## PyCitySchools

### Note
* Instructions have been included for each segment. You do not have to follow them exactly, but they are included to help you think through the steps.

In [None]:
# Import dependencies
import pandas as pd

# Create references for each CSV file
school_data_to_load = "Resources/schools_complete.csv"
student_data_to_load = "Resources/students_complete.csv"

# Read each CSV into a pandas dataframe
school_data = pd.read_csv(school_data_to_load)
student_data = pd.read_csv(student_data_to_load)
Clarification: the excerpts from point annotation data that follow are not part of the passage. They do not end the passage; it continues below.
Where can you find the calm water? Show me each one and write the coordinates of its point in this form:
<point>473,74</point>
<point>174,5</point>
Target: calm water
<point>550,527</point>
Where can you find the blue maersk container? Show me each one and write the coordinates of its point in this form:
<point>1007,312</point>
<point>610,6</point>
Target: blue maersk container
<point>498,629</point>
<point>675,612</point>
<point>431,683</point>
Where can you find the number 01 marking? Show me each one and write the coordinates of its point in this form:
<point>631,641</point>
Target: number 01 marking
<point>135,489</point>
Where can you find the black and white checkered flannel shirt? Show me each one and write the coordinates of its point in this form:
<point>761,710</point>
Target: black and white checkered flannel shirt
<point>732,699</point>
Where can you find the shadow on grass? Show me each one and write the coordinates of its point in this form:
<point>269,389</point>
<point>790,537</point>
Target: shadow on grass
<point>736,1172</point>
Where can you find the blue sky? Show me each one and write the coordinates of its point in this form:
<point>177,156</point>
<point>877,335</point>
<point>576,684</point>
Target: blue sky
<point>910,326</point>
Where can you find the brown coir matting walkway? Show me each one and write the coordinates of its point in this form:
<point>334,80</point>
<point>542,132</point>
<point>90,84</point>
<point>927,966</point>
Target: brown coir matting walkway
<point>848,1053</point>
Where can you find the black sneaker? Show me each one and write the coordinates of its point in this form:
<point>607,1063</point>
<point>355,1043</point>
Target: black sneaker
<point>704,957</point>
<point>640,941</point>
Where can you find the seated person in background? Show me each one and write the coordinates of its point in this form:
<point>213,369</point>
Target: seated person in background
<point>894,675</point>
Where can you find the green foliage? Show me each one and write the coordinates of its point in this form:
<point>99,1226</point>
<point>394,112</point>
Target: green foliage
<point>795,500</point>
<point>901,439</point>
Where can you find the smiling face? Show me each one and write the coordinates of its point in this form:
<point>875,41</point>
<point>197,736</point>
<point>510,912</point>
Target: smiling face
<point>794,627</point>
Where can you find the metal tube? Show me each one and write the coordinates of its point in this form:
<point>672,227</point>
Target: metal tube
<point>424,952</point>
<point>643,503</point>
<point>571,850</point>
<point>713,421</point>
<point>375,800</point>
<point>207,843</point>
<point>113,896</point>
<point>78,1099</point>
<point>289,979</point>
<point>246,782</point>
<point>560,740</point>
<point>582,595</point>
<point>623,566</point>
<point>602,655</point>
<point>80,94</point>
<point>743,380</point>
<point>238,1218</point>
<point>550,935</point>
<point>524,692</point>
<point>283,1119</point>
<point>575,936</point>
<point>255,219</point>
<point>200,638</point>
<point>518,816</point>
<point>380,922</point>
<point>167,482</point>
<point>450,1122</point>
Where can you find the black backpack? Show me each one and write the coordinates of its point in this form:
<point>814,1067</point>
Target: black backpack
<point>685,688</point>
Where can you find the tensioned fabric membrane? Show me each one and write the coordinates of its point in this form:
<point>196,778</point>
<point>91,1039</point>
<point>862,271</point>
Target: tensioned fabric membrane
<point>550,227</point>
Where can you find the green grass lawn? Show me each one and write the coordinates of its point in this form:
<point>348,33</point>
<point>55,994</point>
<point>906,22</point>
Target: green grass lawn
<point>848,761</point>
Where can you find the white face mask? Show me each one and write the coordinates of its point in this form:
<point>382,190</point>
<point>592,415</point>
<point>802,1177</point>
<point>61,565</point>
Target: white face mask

# Combine each pandas dataframe into a single dataframe  
complete_df = pd.merge(student_data, school_data, how="left", on=["school_name", "school_name"])

# District Summary

* Calculate the total number of schools

* Calculate the total number of students

* Calculate the total budget

* Calculate the average math score 

* Calculate the average reading score

* Calculate the percentage of students with a passing math score (70 or greater)

* Calculate the percentage of students with a passing reading score (70 or greater)

* Calculate the percentage of students who passed math **and** reading (% Overall Passing)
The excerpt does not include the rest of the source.